I was a little worried about something catching a loop or loose end and ripping everything out, so I covered the back with masking tape as I went:
It's not fool-proof, but I thought it would help enough.

I continued to fill in areas:
I was pleased I was able to work on this in the car as we drove to Missouri and back. By the end of the trip, all the hooking was done:
My original thought was to stick it to the tar paper with spray adhesive, but when I couldn't find the spray adhesive I decided that was probably overkill anyway. I put the tar paper on the back of the "rug", folded over the excess netting and taped it down with my fancy duct tape. (We somehow were out of regular duct tape.)
The masking tape was my "basting."

Here it is finished and "bound":
And this morning when I got to church, I got to see it on the wall:
Here is the whole thing:
A little closer:
Closer still:
I was distracted today and didn't get a chance to get a close look at the other squares. I will admit that I spent a lot of time studying them during the service and may have missed parts of the sermon...

The glitter one was very popular. I always like the ones done with ripped paper. The top right square of the right figure's halo was done with some very effective 3D effects. The halo looks like corrugated metal (but maybe it's stiff paper?), I think the hair is string and the top of the staff looked like a stick. And I think one of the squares in the very top row is done with tinted photographs. That idea occurred to me but I didn't know if I could do it. I hope to get a closer look next week.
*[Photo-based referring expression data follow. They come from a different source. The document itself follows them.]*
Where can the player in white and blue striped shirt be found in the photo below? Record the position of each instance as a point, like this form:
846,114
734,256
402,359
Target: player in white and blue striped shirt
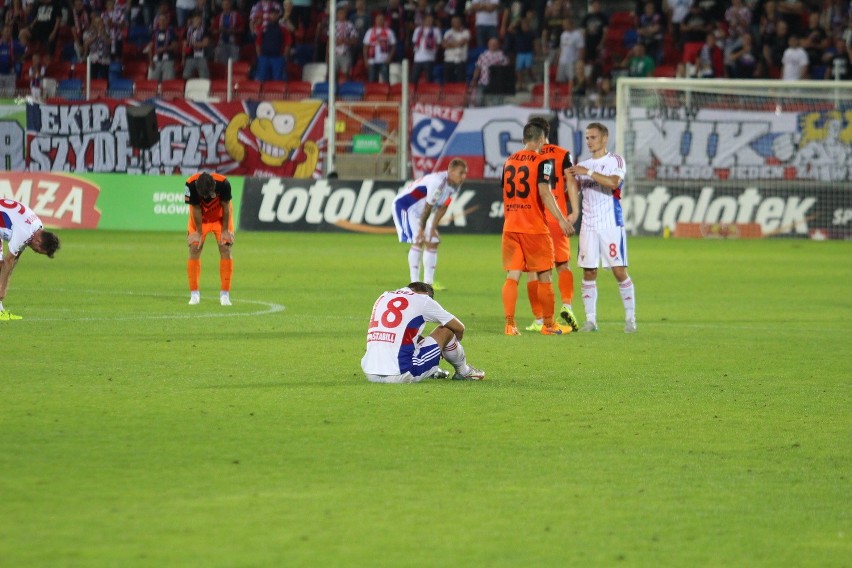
603,240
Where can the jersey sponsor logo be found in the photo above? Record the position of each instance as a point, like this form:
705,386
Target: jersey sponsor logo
384,336
60,200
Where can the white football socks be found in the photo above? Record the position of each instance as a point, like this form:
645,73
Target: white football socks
430,262
590,299
414,263
454,354
628,298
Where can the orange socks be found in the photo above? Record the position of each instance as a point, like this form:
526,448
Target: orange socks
532,294
510,299
226,270
193,271
566,286
546,298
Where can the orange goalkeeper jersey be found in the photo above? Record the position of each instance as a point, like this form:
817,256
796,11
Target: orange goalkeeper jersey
523,209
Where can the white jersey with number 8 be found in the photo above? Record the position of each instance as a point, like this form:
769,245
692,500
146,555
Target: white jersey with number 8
18,223
395,325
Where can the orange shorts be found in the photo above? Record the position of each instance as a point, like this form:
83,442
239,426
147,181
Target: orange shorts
214,227
527,253
561,245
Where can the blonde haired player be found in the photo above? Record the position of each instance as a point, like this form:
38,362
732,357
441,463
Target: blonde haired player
210,211
415,223
602,236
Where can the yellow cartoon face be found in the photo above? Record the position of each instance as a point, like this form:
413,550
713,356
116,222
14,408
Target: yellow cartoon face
279,126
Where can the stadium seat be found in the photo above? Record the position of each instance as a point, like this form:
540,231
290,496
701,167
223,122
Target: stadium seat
135,70
454,94
298,90
427,93
240,70
320,91
376,92
121,88
146,88
97,88
351,91
70,89
247,89
171,89
219,89
315,73
197,89
274,90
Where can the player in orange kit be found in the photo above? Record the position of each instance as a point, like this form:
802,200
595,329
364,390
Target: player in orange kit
210,211
527,245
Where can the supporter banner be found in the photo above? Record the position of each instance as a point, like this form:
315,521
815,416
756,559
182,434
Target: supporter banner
484,137
360,206
269,139
13,130
105,201
710,144
808,210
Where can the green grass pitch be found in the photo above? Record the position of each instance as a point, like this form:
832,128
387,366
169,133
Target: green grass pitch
138,431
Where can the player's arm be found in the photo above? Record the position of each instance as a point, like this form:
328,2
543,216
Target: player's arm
421,225
7,265
456,327
225,199
545,173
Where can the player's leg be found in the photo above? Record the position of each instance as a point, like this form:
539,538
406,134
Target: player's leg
453,352
513,264
193,264
617,260
430,258
564,276
535,305
426,360
539,257
589,260
405,232
226,262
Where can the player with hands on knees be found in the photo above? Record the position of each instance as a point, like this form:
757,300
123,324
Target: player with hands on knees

I just love these projects. I also was reminded how much I enjoy rug hooking. I have had that scrap of netting to do a rug for years and now I wonder why I hadn't done it yet??? And the grid method of copying a picture is just so easy, it makes me think I could take a photograph and make a hooked rug hanging from it. I would love to take an "iconic" family picture (doesn't every family have those pictures we all know and have seen a hundred times?), simplify it, and hook a rug. And you know if I do, I'll tell you all about it!